The Indian prime minister has ruled out a meeting with Pakistan's President Pervez Musharraf on the sidelines of a regional South Asian summit being held in the Nepalese capital, Kathmandu. A huge military build-up along the India-Pakistan border is keeping tensions high.
Just before departing for the regional summit in Kathmandu, Prime Minister Atal Behari Vajpayee reiterated his determination not to hold a dialogue with his Pakistani counterpart in Nepal.
The United States and several other countries have urged India and Pakistan to open talks and defuse the tense situation on the subcontinent, and many had hoped that the Kathmandu summit would provide an opportunity.
Mr. Vajpayee told reporters in the northern city of Lucknow, efforts are being made to avoid a war through diplomacy. But he said a suitable atmosphere for a dialogue would only be created when Islamabad ends what New Delhi calls cross border terrorism. Mr. Vajpayee said Islamabad must prove that it is serious about cracking down on terrorism, and inform India about the steps it has taken against two Pakistan-based militant groups which allegedly attacked India's parliament, raising tensions between the two countries.
Pakistan has arrested the leaders of the two groups and detained about 100 Islamic militants, but rejected an Indian demand for the extradition of 20 alleged terrorists and criminals wanted by New Delhi unless India hands over evidence.
Both India and Pakistan have massed tens of thousands of troops along their common border in the last two weeks. New Delhi says it is keeping the option of military action open if Pakistan fails to end terrorism against India.
Fresh attacks in Indian Kashmir by suspected Islamic militants have added to the tensions. Indian police say Muslim militants have attacked an Indian army camp in Kashmir killing two soldiers. Wednesday, Islamic guerrillas lobbed two grenades near Kashmir's state assembly in Srinagar, killing a policeman, and one civilian.
The attacks came as the Jaish-e-Mohammad group threatened fresh attacks on Indian forces.

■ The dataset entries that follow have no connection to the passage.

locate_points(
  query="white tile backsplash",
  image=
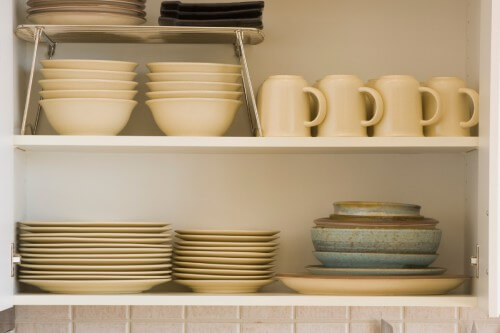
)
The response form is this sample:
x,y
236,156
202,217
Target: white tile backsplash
x,y
249,319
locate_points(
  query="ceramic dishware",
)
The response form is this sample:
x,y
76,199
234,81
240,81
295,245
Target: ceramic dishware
x,y
456,119
285,109
346,107
421,241
403,114
88,116
372,285
194,116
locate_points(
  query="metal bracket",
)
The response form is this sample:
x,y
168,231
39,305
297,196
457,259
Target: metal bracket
x,y
247,85
474,261
39,33
15,259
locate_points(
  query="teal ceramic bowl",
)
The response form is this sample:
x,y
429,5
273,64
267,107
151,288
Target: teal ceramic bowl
x,y
374,260
376,240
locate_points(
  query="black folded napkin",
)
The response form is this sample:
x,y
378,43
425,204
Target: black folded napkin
x,y
232,14
211,7
242,22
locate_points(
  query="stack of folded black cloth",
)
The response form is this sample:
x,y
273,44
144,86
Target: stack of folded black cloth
x,y
227,14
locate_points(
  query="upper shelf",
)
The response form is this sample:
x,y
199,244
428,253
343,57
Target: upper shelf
x,y
250,145
140,34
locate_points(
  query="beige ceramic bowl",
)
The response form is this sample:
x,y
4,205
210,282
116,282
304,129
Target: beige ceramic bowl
x,y
194,116
194,76
103,65
192,85
195,94
88,116
162,67
56,73
115,94
75,84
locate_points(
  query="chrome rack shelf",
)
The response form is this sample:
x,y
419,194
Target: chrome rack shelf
x,y
53,34
140,34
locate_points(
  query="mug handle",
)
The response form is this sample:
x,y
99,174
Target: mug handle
x,y
321,100
437,114
379,106
474,96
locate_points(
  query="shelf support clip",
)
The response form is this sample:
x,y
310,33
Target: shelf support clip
x,y
474,261
15,259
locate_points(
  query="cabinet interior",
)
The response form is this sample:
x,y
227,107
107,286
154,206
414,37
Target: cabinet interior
x,y
274,191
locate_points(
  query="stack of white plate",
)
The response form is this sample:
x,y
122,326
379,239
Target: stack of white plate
x,y
225,261
94,257
88,97
194,99
88,12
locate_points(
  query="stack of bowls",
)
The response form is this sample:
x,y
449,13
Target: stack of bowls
x,y
94,257
194,99
88,97
225,261
375,238
88,12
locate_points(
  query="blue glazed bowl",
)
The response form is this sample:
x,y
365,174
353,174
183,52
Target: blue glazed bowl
x,y
374,260
376,240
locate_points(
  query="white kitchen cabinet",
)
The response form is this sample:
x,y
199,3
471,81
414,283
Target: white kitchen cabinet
x,y
274,183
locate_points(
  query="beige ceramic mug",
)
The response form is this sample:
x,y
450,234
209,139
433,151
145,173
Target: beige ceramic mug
x,y
403,106
454,107
346,106
285,108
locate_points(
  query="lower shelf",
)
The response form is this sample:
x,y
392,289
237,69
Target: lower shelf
x,y
262,299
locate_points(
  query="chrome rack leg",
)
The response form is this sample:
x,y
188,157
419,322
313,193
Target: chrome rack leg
x,y
50,54
247,85
38,34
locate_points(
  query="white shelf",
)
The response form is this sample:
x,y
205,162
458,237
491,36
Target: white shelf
x,y
245,145
261,299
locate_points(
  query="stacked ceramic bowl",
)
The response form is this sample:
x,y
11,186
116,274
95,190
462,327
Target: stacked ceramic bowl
x,y
225,261
88,97
375,238
194,99
88,12
94,257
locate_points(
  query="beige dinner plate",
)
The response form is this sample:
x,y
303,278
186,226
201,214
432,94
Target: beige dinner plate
x,y
95,287
225,244
225,286
92,229
222,238
109,256
95,261
59,73
225,254
221,260
93,277
44,240
371,285
228,232
221,266
188,276
86,251
231,272
262,249
85,18
100,273
96,245
69,63
26,235
124,268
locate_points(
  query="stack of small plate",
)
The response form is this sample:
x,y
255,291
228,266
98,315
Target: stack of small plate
x,y
88,12
194,99
225,261
94,257
88,97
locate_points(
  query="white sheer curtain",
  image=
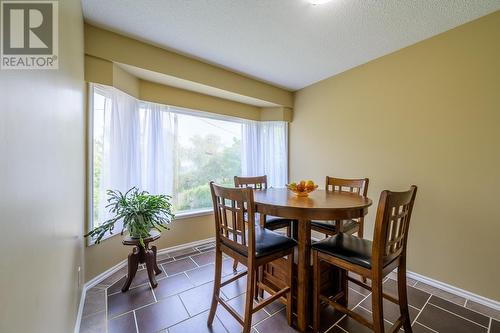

This is one of the two groups that New Delhi says was involved in the attack on its parliament.
International efforts to defuse the tensions are rising. British Prime Minister Tony Blair travels to India and Pakistan in the coming days on a trip arranged before tensions in the region flared. However efforts to thaw the latest crisis between India and Pakistan are now likely to top Mr. Blair's agenda.
Meanwhile, Indian and Pakistani forces continued to trade fire along their volatile border. This has become almost a daily feature since tensions rose. Indian officials say four Pakistani soldiers were killed in the latest exchange of gunfire.